Half undressed and sitting in front of an old vanity, a brush absently running through her hair, Lina became more and more annoyed at her stony associate. Since she had met him years ago he had made amazing progress in his people skills, though you wouldn't know it to look at him now. But four years ago, instead of hand-delivering the scrolls and sticking around to converse over coffee, he would have left the items at the front counter for her and been gone before she got back. If he'd have given them to her at all, that is.

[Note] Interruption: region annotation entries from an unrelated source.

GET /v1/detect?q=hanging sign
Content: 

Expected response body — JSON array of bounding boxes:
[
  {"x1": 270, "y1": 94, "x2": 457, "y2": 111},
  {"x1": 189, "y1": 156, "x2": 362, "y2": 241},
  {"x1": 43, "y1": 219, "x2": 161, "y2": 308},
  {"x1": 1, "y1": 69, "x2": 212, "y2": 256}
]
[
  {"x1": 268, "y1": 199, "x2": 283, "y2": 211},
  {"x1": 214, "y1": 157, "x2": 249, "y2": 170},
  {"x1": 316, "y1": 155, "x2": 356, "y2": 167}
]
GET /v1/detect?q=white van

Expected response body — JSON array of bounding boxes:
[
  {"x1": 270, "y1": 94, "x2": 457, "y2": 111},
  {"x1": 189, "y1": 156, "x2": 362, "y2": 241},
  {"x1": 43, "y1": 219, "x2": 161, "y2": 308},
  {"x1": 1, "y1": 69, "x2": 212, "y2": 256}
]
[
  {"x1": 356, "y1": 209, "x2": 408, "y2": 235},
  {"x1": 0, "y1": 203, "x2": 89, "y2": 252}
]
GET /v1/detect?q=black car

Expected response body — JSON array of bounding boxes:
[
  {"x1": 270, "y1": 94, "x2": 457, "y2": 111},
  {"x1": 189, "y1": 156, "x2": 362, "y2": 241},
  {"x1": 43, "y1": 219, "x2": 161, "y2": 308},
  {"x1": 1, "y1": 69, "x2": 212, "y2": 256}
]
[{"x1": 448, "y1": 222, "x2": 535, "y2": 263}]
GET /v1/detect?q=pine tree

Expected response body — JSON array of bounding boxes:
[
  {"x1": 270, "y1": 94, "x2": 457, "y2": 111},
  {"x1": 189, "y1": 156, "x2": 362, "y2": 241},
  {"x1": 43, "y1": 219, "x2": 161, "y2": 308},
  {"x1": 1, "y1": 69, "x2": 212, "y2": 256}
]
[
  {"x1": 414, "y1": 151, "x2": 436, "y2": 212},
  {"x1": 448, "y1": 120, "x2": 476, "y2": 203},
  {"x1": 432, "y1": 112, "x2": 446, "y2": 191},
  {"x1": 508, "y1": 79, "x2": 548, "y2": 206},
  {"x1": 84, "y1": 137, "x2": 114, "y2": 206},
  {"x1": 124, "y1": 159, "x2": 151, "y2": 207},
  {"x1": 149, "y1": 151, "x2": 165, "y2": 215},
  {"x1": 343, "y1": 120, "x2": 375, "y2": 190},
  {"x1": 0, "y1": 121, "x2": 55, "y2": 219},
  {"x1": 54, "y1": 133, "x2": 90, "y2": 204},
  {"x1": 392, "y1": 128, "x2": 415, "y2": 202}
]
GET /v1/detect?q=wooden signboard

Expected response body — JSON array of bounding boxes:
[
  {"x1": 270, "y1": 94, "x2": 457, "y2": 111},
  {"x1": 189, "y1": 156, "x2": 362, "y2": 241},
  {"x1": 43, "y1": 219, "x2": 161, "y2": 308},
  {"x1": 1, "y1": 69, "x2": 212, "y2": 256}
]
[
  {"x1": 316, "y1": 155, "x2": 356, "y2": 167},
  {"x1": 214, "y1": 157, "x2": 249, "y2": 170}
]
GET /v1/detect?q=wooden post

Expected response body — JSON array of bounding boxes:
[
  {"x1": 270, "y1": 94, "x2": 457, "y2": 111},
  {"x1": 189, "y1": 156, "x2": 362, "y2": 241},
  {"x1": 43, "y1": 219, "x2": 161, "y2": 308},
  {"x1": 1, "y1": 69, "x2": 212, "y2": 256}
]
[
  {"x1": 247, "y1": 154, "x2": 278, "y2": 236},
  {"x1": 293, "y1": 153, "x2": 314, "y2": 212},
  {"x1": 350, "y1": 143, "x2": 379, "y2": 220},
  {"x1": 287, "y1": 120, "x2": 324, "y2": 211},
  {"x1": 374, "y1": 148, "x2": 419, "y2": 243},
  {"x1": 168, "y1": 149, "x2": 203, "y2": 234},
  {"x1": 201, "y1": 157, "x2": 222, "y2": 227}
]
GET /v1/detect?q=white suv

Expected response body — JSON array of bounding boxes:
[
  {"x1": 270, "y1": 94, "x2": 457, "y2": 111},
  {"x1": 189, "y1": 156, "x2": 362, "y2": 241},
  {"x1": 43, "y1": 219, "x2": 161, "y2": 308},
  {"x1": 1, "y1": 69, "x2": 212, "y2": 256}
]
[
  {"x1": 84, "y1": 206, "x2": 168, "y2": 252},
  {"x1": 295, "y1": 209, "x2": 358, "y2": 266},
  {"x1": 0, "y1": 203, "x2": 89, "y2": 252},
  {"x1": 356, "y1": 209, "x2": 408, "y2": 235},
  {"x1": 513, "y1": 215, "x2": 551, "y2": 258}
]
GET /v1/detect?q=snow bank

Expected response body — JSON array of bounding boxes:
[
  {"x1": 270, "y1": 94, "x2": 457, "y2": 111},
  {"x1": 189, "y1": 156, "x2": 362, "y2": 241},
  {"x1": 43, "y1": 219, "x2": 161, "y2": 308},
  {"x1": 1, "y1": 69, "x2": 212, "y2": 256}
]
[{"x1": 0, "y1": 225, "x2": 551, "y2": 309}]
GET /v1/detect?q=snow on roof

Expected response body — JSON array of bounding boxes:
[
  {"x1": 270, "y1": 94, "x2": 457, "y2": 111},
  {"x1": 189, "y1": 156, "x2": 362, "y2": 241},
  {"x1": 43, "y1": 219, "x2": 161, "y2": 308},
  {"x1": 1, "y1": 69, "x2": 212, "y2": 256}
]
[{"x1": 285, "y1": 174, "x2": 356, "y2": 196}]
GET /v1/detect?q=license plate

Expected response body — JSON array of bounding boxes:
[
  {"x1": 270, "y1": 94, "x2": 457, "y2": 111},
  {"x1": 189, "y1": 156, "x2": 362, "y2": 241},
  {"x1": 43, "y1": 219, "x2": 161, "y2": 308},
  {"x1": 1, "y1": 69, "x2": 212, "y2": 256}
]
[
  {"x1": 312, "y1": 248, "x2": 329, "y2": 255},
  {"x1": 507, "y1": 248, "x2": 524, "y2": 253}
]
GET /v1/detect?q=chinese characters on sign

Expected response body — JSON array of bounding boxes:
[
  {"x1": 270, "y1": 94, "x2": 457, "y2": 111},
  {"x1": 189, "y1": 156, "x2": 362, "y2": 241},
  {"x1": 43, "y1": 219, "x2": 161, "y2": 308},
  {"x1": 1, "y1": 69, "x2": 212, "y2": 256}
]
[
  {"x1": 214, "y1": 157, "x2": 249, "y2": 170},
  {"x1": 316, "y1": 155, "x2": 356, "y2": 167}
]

A smile touched the corner of her mouth as she remembered the old days, before Trickter Priests and Dragon Maidens. It had been less than half a decade and yet a lifetime had passed since then. They had all come such a long way, looking back she saw people she could not believe she knew. They were still the same, yet different in so many smaller ways, like the people she had met were echoes of the people they were to become, more charicatures of their truer selves. Bonds had been forged, friendships made, loves kindled and lost, responsibilities discovered, and courage revealed. It had been fantastic, a wonderland journey with good times, bad times, more bad times, weird times, and frusterating times. But she wouldn't trade them for a thing, and she doubted any of the others would either.

And yet...

The reflection of the scrolls found her eye, temptation knawing at her. They sat so innocently at the table, so harmless looking. And what harm could really come of it? She couldn't change the past, nor would she want to. But maybe something in there could help her have a better future, and what harm could possibly come of that? She could have a brighter tomorrow and get the last laugh on Zel for once. Serve him right for being so serious all the time, the stuffy bastard.

Setting the hairbrush down, she marched over to the table and grabbed the scrolls, leafing through for the instructions. Maybe if she was lucky she'd get some really juicy dirt on Zel she could loard over him at breakfast.